Kleve Ein Schmuckstück für die Schwanenstadt

Kleve · Der Klever Restaurator Clemens Giesen gab seinem Elternhaus, in dem er seine Werkstatt und sein Geschäft betreibt, die alte Fassade mit allen liebevollen Details wieder zurück.

 Die neue alte Fassade des Hauses an der Marktstraße: ein neues Schmuckstück für Kleve.

Die neue alte Fassade des Hauses an der Marktstraße: ein neues Schmuckstück für Kleve.

Foto: Gottfried Evers

Schwarz-grün schimmert matt die Verkleidung des erhöhten Parterres, die Sockel sind abgesetzt und stehen auf grauem Blausteinen. In der Mitte, leicht zurückgesetzt, die Eingangstür mit Messinggriff, über der Tür das typische Fenster mit querliegender Raute. Zwei geschwungene Voluten tragen ein kleines Vordach, rechts und links der Tür die beiden Schaufenster, von schmalen Sprossen in sechs Teile unterteilt. In den oberen Etagen ist das Haus verputzt, die Fenster in der ersten Etage sind höher, die darüber quadratisch. Sie setzen mit feiner Unterteilung Akzente in die sonst schmucklose Fassade.

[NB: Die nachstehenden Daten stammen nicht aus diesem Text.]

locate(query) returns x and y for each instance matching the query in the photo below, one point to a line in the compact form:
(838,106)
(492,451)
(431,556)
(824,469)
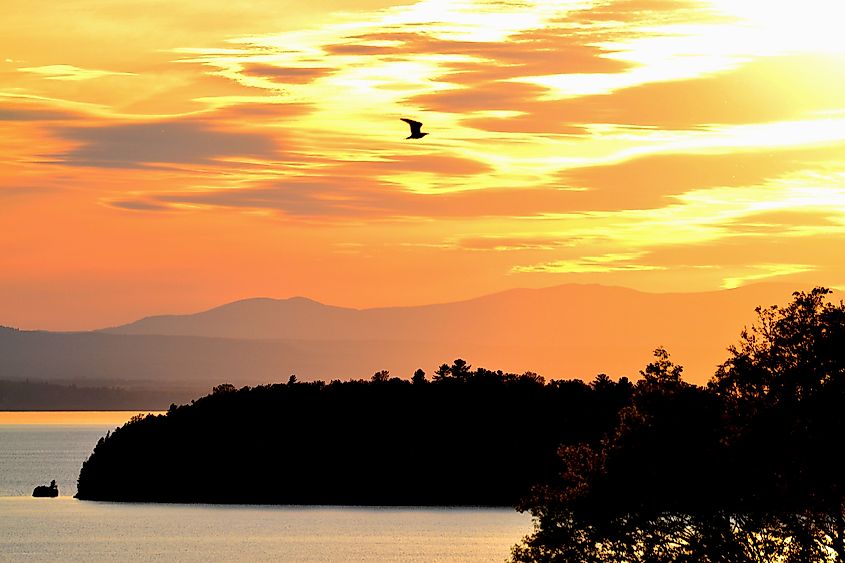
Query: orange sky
(169,157)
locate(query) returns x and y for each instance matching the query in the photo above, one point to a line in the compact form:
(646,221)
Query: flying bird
(416,133)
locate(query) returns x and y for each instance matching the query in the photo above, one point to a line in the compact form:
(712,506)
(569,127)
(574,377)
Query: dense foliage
(467,437)
(747,469)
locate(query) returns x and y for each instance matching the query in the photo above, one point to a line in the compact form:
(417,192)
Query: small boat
(46,491)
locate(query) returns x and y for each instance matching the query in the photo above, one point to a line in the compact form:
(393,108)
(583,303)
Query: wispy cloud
(70,72)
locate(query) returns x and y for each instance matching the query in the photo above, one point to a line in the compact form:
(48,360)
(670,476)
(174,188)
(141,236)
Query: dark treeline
(464,437)
(749,468)
(746,468)
(44,396)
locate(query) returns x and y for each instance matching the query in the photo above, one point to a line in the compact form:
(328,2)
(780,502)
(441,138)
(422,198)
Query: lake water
(69,530)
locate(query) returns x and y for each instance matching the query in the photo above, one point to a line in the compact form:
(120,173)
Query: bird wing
(415,125)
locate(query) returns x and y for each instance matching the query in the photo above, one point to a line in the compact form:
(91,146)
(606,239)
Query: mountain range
(568,331)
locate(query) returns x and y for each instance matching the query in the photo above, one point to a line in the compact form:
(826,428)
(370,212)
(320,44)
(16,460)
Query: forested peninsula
(746,468)
(464,437)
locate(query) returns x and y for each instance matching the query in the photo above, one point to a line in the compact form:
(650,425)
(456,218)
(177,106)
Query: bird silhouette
(415,128)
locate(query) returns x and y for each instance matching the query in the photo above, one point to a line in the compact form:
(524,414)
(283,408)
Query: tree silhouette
(742,470)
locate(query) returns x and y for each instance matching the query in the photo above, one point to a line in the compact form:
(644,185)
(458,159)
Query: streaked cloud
(70,72)
(658,144)
(626,261)
(137,145)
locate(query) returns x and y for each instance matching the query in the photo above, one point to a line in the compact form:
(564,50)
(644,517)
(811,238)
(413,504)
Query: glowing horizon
(161,158)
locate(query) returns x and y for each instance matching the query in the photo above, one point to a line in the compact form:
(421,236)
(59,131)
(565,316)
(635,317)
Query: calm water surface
(65,529)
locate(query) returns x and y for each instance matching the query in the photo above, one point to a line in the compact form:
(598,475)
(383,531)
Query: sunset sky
(162,157)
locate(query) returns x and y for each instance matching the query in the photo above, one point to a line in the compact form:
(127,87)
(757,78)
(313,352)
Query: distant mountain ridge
(569,331)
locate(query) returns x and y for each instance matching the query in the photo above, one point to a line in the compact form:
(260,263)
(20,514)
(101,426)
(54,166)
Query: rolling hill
(569,331)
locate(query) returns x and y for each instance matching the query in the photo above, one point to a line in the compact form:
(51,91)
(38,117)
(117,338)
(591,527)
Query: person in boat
(45,491)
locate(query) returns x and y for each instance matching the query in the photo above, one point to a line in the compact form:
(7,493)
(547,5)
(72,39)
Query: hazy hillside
(562,332)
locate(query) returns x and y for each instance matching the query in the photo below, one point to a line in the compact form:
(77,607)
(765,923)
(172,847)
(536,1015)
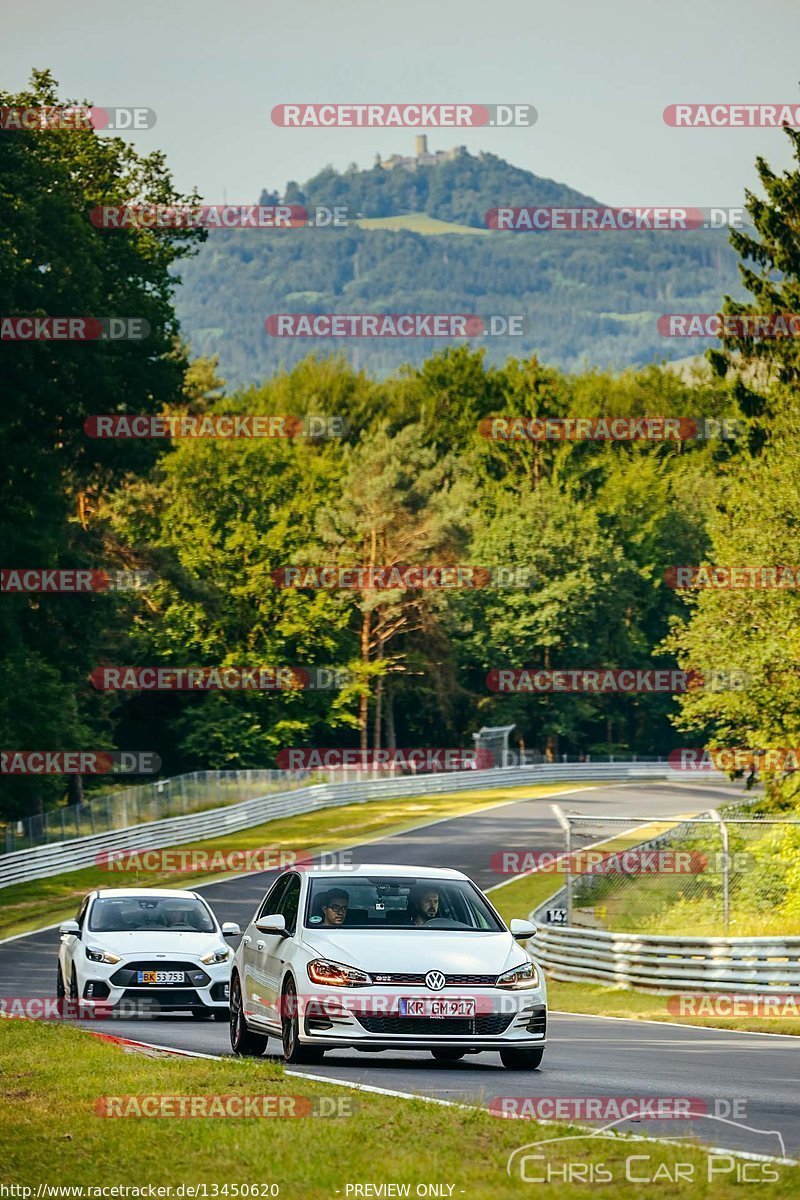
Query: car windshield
(383,903)
(118,915)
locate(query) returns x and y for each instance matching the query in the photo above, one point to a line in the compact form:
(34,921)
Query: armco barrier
(41,862)
(747,965)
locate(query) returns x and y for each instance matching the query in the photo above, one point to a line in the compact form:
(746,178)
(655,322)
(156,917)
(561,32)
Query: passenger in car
(335,906)
(422,904)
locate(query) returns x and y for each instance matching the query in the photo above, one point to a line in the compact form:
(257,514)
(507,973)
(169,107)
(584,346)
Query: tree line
(594,527)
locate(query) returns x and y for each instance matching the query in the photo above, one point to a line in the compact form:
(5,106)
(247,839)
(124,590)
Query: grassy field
(26,906)
(50,1133)
(417,222)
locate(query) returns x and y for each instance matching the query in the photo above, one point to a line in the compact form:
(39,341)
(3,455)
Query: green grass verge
(644,1006)
(26,906)
(50,1133)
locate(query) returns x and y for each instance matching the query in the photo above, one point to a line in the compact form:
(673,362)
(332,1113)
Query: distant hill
(461,190)
(419,244)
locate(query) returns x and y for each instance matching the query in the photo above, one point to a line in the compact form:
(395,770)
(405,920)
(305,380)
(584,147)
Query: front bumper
(205,985)
(368,1018)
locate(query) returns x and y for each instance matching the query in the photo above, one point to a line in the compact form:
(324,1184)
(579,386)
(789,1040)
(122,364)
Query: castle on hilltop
(421,159)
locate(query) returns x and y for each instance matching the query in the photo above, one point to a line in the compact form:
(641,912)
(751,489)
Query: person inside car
(422,904)
(335,906)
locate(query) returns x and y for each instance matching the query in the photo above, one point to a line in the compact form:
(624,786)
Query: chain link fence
(707,875)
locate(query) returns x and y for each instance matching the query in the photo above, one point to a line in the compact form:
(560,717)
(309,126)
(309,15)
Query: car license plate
(440,1006)
(160,976)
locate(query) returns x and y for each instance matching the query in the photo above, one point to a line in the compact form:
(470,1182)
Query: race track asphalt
(587,1056)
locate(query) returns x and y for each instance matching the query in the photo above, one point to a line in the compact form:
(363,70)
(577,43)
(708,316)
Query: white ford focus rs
(146,951)
(379,958)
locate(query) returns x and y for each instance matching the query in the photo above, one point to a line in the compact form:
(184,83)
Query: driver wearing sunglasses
(335,906)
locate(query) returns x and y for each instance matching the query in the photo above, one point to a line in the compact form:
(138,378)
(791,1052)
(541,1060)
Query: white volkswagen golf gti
(379,958)
(146,951)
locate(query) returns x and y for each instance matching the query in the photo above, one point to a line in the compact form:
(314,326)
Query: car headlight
(524,976)
(96,954)
(337,975)
(220,955)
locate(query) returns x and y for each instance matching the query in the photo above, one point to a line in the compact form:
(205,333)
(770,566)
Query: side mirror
(275,923)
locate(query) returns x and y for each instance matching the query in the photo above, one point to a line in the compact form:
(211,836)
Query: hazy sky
(599,73)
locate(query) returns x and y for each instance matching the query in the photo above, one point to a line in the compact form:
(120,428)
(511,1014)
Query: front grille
(487,1025)
(95,989)
(163,997)
(417,979)
(126,976)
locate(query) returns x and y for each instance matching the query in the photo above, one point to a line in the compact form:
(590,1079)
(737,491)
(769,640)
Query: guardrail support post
(564,821)
(726,870)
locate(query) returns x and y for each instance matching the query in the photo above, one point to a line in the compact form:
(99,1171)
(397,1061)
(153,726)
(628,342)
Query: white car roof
(395,873)
(121,893)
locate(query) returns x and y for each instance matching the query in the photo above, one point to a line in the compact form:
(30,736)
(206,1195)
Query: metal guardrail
(660,964)
(42,862)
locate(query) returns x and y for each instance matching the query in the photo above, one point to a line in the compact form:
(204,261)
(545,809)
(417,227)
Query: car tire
(522,1060)
(242,1041)
(293,1050)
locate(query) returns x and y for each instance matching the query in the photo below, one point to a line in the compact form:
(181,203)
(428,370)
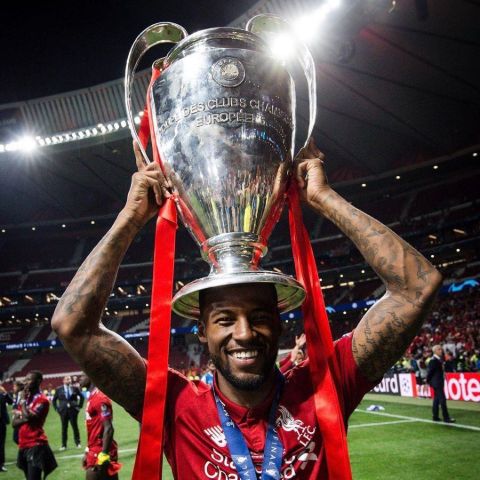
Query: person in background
(34,455)
(68,401)
(16,397)
(101,454)
(208,376)
(241,327)
(5,398)
(436,379)
(296,356)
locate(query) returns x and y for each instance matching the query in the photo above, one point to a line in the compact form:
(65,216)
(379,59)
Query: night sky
(57,46)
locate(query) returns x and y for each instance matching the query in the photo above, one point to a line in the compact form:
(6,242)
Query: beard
(248,381)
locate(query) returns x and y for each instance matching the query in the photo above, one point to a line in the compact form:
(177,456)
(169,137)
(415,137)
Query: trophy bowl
(223,113)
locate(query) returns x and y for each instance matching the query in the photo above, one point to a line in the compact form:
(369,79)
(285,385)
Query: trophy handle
(266,23)
(156,34)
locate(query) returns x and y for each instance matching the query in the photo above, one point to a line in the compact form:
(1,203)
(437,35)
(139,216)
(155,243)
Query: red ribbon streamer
(148,461)
(320,346)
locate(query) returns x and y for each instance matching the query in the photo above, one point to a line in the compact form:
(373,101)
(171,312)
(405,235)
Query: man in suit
(436,379)
(4,421)
(67,402)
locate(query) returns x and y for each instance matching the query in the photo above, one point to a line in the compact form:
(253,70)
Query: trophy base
(290,292)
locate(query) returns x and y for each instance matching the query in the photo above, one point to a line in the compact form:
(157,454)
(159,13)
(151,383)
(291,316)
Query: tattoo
(112,364)
(410,280)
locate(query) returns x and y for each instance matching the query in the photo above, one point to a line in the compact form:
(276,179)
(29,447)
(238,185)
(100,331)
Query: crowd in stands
(454,323)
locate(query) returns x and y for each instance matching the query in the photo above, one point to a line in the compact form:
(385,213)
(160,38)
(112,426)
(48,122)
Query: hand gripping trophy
(221,115)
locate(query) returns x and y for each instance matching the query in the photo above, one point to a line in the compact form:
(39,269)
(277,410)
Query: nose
(242,329)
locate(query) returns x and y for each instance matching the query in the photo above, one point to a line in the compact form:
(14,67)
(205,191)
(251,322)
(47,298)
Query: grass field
(400,443)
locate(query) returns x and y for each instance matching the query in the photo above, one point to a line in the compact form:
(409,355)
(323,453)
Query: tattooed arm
(410,280)
(111,362)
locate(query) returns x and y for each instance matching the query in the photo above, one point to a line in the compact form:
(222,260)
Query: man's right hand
(148,190)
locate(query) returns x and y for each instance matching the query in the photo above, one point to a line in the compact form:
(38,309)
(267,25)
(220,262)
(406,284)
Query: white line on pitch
(393,422)
(423,420)
(80,455)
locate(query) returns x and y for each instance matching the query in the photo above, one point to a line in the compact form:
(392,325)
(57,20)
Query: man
(5,399)
(101,454)
(296,356)
(207,377)
(67,402)
(240,325)
(34,454)
(16,397)
(436,379)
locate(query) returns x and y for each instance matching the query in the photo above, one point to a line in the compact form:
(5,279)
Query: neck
(246,398)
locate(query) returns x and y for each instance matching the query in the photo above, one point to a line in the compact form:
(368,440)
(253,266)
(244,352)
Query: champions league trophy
(223,114)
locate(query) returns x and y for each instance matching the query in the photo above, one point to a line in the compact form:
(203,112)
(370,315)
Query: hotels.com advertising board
(458,386)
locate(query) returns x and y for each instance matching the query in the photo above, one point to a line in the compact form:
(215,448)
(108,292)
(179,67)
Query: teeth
(245,354)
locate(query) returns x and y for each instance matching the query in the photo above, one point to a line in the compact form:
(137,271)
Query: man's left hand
(310,174)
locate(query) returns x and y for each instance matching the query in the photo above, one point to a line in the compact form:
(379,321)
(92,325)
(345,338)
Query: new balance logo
(217,435)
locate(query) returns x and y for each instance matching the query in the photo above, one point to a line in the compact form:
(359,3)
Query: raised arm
(410,280)
(111,362)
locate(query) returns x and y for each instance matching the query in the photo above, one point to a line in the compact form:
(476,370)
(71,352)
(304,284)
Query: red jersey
(99,408)
(193,430)
(31,433)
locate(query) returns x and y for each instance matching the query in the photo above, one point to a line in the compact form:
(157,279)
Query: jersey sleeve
(351,383)
(39,408)
(285,363)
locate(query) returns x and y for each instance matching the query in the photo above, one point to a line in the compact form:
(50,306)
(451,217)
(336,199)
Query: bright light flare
(307,26)
(282,46)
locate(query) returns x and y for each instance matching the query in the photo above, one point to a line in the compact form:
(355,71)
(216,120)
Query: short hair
(202,294)
(38,375)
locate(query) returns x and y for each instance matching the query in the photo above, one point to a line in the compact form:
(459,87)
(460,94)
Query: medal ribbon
(273,450)
(320,346)
(148,461)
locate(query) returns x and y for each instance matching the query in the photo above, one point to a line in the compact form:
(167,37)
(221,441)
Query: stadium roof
(398,83)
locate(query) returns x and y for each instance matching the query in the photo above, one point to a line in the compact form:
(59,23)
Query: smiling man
(253,420)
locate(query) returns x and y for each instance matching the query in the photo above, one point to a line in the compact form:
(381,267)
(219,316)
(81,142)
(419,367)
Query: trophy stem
(234,252)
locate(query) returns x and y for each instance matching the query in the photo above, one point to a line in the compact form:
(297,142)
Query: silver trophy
(223,112)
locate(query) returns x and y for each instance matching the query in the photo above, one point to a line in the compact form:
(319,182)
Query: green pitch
(399,443)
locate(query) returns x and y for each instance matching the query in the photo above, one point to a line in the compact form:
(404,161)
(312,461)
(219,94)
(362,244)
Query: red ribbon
(148,461)
(320,347)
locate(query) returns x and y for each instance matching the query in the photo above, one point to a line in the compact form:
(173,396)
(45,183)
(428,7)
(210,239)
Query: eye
(261,319)
(224,320)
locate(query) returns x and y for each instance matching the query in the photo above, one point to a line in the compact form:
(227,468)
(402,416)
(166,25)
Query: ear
(202,336)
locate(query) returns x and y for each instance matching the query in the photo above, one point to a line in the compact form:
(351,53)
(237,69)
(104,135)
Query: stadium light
(304,30)
(307,26)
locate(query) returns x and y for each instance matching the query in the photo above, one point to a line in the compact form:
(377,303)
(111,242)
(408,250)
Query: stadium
(398,115)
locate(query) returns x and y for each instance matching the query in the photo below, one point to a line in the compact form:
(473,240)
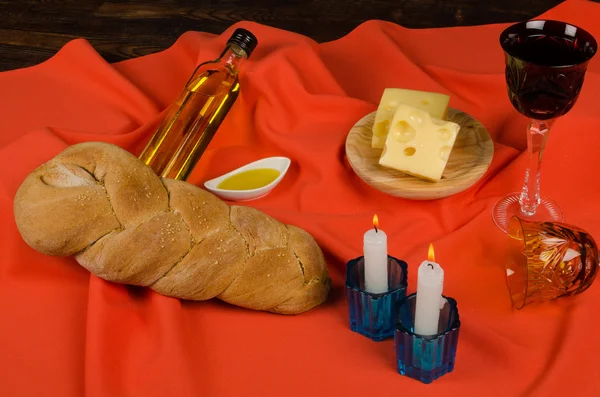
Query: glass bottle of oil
(193,119)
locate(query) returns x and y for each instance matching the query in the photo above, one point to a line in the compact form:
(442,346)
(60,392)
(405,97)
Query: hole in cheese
(444,134)
(382,128)
(403,132)
(416,117)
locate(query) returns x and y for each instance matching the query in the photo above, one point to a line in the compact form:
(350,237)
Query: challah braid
(124,224)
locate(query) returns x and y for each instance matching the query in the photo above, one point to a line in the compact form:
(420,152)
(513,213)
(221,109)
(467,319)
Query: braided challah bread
(124,224)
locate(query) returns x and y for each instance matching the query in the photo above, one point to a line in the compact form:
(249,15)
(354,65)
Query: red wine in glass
(546,62)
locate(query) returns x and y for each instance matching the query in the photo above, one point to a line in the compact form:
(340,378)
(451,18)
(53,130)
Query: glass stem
(537,135)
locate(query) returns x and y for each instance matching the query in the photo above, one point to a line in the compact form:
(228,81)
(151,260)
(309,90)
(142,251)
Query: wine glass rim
(588,37)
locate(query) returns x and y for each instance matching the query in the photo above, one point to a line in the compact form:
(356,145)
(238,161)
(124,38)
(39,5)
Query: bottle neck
(232,55)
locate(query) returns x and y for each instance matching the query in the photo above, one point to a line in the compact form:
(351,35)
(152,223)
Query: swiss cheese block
(418,144)
(433,103)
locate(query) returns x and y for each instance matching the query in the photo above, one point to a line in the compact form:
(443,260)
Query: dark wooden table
(33,30)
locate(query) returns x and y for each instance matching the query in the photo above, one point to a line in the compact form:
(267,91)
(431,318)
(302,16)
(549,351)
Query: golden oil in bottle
(193,119)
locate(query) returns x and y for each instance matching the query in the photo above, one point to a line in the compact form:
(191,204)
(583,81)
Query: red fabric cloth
(66,333)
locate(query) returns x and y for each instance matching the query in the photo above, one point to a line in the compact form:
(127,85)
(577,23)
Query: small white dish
(280,164)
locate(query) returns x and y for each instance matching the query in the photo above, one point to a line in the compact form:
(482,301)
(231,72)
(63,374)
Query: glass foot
(508,206)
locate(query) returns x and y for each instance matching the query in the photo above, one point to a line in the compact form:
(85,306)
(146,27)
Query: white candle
(430,284)
(375,253)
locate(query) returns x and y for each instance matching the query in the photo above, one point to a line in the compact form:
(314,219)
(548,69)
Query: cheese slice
(418,144)
(433,103)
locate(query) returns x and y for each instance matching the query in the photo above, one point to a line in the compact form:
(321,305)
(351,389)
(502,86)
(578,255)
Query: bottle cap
(244,39)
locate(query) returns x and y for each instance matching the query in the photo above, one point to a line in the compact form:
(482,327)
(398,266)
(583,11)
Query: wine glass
(546,63)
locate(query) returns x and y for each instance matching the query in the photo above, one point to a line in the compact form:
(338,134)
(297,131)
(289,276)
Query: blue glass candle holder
(426,358)
(374,315)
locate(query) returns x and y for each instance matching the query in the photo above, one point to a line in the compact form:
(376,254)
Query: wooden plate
(469,160)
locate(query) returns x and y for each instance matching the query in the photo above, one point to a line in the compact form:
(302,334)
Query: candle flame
(431,253)
(375,222)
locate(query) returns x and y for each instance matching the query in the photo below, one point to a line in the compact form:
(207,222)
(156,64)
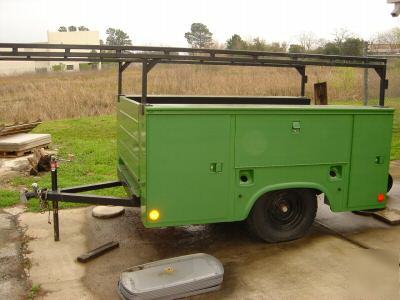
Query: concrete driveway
(344,256)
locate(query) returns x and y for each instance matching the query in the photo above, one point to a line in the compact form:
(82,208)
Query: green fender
(281,186)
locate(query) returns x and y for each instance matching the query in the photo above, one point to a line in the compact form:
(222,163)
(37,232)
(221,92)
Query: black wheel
(390,183)
(283,215)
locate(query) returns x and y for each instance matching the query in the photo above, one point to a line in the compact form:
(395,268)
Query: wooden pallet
(13,154)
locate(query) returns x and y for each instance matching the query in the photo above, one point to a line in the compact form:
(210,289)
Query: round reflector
(381,197)
(154,215)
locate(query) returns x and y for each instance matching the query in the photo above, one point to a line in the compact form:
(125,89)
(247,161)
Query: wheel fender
(276,187)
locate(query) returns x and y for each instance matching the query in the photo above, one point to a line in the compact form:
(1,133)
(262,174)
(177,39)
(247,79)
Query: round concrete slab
(105,212)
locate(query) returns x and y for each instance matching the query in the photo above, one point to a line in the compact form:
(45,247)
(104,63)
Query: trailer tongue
(196,159)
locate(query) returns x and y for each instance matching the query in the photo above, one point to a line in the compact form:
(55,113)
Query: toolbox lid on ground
(171,278)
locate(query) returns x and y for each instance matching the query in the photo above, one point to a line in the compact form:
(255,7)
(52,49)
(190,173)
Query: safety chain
(43,203)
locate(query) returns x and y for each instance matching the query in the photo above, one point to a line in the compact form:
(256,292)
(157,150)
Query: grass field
(63,95)
(92,140)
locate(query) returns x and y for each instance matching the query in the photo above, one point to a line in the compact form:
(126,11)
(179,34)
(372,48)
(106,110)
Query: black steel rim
(285,211)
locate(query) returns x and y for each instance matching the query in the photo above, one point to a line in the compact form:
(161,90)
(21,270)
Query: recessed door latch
(295,126)
(216,167)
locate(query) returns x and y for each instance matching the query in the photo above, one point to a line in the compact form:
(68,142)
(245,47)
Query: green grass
(92,141)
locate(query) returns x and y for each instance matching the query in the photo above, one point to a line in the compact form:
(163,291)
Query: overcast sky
(164,22)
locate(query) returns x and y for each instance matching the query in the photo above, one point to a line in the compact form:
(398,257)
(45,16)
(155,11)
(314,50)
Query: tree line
(343,42)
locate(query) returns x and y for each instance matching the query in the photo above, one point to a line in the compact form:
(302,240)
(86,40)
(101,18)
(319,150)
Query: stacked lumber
(22,143)
(18,128)
(40,161)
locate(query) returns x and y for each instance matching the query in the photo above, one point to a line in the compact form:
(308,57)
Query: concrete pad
(322,265)
(106,212)
(53,264)
(13,283)
(15,210)
(8,250)
(5,221)
(388,215)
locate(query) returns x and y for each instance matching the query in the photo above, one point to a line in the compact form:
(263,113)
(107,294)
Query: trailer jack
(71,194)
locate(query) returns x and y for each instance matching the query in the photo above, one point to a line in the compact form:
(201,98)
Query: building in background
(71,37)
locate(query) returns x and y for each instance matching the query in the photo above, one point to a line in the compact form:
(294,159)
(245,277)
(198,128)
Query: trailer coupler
(71,194)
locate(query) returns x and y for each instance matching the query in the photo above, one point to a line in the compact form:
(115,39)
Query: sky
(164,22)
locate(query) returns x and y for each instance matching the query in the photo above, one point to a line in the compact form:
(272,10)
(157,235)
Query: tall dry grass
(87,93)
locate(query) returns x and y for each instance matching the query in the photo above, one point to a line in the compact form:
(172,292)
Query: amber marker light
(154,215)
(381,197)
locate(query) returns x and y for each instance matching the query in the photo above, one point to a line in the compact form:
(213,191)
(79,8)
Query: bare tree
(390,38)
(341,35)
(308,41)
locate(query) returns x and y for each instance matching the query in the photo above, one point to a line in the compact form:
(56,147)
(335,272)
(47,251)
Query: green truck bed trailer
(196,159)
(208,163)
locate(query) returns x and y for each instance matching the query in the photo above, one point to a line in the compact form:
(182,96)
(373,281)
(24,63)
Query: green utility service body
(207,159)
(207,163)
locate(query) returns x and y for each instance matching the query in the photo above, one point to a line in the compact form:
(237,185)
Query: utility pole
(365,76)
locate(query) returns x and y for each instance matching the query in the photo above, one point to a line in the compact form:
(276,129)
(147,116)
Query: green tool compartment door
(189,168)
(369,160)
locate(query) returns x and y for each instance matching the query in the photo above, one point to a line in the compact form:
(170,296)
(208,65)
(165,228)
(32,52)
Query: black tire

Dann folgt der sauber verkleidete Dachüberstand und oben die Gaube mit den einst für Kleve typischen Schneckenohren und spitzen Dächelchen.

Wären alle Häuser in der Stadt so sorgfältig und qualitativ hochwertig saniert und restauriert, würde die Stadt ihre Aufenthaltsqualität enorm steigern. Doch so steht der Bau als Solitär zwischen tristen 50er-Jahre-Fassaden und gegenüber dem Parkplatz des Kaufhofs. Das Haus ist ein Prachtstück: Der Restaurator Clemens Giesen hat sein Elternhaus in der Marktstraße, in dem er sowohl Werkstatt wie Geschäftsräume hat, durchsaniert, hat die nicht wirklich positiven Veränderungen der vergangenen Jahrzehnte zurückgebaut. Denn das Haus war nicht vom Krieg zerstört, lediglich die Fassade wurde schon in den 1930er Jahren verändert, mit Riemchen und Klinker versehen, dem Geschmack der Zeit angepasst. Hinter dieser Fassade stand noch das alte Haus von 1792, in dem Giesen noch Wände aus dem Mittelalter entdeckte. Er zeigt, wo einst die Metzgerei der Eltern war, der Kühlraum, geht in den jetzt idyllischen Innenhof, den er mit Ziegeln pflastern ließ, es geht hinunter in einen kleinen Ausstellungsraum für seine Möbel, hinauf in die Werkstatt mit dem Atelierfenster zum Norden. Überall entstanden Räume, die mit großer Liebe zum wertigen Detail so hergerichtet sind, dass man sich gerne dort aufhält.

 Clemens Giesen im Innenhof vor seiner Werkstatt.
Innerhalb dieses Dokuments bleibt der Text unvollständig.